This widely shared picture sparked outrage. Photo: AnneMaree Chapman / Facebook

“These people bought ALL of this A2 platinum formula … ALL OF IT!!!!”

The photo has been reposted several times to the Woolworths page and similar posts have depicted shortages elsewhere. Each time, the company responded with an assurance that a “strict limit of eight tins per customer” has been imposed.

Infant Nutrition Council CEO Jan Carey said the surge in demand was connected with a holiday in China, where already huge demand for Australian baby formula surges further.

“A lot of the spike [in demand] is due to it being a special day in China on the 11th November. They give many gifts and often that might be formula,” Ms Carey told The New Daily.

Known as Singles Day, the holiday is the retail equivalent of Boxing Day in Australia. It is consistently the busiest day of global online shopping.

Demand for Australian baby formula has been growing in China ever since the 2008 scandal that saw hundreds of thousands of babies poisoned by melamine in local baby milk products, leaving Chinese people to look overseas.

A grey market has gradually established itself, with individuals purchasing baby formula in Australia and posting it to China where it can sell for as much as $100 a tin – a dramatic mark-up, particularly when considering the average wage in China sits well below Australia’s.

chinese baby formula

Concerned Chinese parents are easy pickings for profit-hungry resellers. Photo: Getty

Concerns have been raised that babies with special dietary needs will miss out, and that Chinese-Australian parents are being vilified for buying formula for their own children.

Ms Carey said it was concerning that Australian parents were not able to get the products they needed, and noted that New Zealand had experienced the same problem before the government imposed regulations that forced vendors to sell a maximum of four cans per customer.

She downplayed suggestions the Australian government should intervene in a similar way, however, saying many retailers were imposing their own store limits.

“I’m not sure regulation is needed. It’s developing a strategy – companies increasing supply when they can, which is hard to do overnight,” Ms Carey said.

The consumer watchdog, the ACCC, is seeking feedback on a 10-year industry self-regulation plan.

Australian National University associate professor Julie Smith told the ABC the high demand for baby formula does not mean such products are worth purchasing.

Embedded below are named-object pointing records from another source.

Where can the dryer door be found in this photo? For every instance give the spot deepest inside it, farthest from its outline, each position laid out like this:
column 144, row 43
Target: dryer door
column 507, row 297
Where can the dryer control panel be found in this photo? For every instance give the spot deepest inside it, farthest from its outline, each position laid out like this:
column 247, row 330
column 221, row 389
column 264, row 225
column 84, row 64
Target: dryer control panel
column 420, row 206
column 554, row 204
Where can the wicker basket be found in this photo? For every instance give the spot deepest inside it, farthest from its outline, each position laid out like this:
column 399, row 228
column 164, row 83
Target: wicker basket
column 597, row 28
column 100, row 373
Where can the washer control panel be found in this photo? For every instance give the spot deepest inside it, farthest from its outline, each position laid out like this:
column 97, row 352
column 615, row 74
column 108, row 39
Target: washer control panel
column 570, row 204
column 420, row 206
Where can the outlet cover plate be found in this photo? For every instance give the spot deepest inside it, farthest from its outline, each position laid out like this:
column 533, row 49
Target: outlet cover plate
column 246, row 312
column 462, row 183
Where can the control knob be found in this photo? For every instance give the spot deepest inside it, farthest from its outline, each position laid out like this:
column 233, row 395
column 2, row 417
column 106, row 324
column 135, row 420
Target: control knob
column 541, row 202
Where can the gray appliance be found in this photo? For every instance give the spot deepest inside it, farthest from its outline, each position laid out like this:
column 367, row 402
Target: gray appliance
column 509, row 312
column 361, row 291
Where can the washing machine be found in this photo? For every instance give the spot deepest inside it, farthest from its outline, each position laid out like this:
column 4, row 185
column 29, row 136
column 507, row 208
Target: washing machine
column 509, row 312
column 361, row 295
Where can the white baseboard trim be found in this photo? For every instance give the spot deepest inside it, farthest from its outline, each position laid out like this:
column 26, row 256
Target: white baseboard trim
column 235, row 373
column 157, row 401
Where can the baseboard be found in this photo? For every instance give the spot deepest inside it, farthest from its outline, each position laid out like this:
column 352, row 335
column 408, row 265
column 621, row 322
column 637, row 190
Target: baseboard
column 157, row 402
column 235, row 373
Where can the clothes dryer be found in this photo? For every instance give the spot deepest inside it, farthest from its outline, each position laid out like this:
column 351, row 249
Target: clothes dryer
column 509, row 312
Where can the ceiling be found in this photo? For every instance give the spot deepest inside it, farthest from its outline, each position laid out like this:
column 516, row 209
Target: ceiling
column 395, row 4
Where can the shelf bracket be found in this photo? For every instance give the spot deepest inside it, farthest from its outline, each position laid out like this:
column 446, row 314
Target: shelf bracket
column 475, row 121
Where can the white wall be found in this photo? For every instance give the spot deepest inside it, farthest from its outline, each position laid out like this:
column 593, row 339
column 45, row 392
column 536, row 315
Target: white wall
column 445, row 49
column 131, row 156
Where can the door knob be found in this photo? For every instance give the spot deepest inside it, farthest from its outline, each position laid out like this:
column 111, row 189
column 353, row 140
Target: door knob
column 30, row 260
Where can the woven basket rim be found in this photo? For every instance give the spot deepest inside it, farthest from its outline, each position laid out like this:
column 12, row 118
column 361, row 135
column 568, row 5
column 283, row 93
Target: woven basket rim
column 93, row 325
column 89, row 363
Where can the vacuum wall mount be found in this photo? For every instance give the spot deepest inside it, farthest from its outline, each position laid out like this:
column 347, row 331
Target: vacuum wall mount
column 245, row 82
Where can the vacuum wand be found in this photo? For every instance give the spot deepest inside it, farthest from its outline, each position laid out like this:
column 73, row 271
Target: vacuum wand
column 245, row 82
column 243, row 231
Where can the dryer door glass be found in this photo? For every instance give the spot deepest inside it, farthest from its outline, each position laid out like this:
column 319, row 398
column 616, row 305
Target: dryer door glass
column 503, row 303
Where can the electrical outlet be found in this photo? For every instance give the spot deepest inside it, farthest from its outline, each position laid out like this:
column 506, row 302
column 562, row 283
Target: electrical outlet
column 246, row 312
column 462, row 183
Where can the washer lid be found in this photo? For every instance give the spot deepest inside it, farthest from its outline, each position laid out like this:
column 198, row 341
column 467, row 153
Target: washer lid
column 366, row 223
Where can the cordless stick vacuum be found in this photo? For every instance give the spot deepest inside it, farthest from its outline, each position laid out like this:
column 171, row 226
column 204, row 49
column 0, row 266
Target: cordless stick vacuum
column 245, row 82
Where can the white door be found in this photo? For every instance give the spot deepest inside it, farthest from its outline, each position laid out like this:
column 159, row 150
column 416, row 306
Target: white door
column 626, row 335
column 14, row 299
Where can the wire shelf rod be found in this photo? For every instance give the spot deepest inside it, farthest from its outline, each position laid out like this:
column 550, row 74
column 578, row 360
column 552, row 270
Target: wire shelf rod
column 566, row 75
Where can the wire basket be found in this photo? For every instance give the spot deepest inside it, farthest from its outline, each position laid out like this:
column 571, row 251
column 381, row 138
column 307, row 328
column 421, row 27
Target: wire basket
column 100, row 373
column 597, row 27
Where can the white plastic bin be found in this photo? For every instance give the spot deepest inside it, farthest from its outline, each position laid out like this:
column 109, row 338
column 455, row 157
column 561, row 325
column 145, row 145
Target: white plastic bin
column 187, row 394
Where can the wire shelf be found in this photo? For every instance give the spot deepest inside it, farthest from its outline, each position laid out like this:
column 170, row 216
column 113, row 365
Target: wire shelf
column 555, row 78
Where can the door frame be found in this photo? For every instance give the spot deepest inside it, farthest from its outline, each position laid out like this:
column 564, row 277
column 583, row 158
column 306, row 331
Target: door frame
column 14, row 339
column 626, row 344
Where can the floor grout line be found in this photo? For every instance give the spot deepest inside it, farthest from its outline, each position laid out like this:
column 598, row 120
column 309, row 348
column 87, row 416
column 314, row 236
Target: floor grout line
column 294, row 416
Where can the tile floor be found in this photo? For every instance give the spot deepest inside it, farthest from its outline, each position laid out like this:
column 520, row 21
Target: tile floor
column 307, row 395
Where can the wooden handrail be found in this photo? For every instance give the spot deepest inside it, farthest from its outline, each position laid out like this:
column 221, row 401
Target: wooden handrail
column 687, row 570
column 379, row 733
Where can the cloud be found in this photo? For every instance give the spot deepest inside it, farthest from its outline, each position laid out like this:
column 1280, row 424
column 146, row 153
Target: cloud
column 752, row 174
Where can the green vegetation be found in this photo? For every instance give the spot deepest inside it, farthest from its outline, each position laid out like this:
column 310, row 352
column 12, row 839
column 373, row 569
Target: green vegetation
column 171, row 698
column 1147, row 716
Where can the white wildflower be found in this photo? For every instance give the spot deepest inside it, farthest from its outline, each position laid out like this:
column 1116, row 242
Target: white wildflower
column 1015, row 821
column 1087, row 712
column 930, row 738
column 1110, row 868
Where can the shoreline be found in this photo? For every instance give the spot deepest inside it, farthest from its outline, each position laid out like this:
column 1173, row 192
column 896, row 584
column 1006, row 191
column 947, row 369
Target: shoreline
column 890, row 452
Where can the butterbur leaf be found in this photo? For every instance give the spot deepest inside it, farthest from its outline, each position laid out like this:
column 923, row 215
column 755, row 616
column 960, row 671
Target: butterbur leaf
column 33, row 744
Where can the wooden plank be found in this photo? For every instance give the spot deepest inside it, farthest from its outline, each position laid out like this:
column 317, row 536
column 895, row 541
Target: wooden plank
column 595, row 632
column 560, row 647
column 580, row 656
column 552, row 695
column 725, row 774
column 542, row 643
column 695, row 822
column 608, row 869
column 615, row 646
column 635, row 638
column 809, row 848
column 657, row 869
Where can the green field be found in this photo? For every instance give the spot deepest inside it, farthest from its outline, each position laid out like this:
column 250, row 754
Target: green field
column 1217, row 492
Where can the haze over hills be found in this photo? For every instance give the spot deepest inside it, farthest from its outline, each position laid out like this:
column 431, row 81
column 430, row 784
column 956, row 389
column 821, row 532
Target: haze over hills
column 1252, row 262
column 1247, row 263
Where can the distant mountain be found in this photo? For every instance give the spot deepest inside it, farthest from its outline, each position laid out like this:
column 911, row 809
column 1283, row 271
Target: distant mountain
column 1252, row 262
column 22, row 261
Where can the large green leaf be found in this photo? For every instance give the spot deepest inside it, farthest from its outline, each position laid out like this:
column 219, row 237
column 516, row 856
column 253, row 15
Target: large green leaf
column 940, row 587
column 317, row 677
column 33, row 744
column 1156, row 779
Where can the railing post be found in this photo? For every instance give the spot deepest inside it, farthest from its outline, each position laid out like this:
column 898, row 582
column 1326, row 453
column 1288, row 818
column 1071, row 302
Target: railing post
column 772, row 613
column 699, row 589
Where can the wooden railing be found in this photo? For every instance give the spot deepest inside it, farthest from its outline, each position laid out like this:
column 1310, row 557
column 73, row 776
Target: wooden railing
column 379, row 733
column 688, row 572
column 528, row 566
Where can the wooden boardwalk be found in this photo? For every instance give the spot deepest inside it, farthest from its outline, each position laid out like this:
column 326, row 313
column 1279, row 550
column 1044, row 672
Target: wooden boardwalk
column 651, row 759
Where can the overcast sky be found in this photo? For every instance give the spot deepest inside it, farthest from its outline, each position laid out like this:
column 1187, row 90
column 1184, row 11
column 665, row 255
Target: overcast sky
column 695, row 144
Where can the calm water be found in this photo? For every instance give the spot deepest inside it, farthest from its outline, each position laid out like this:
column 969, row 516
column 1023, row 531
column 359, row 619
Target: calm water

“The health authorities in Australia and elsewhere are very clear that firstly, infants should be breast fed if you want optimal health, but beyond 12 months it’s also very clear that children are very capable of growing up on ordinary cow’s milk or breast milk, there is no need at all for these toddler formulas,” Assoc Prof Smith said.

The academic expressed concern that the excessively high nutrient levels in baby formula promote obesity, and said Australia’s self-regulated baby formula industry could represent a health risk to Chinese babies.

“The fact that most of the majority of the product is going to China is a massive concern in terms of the public health in China.”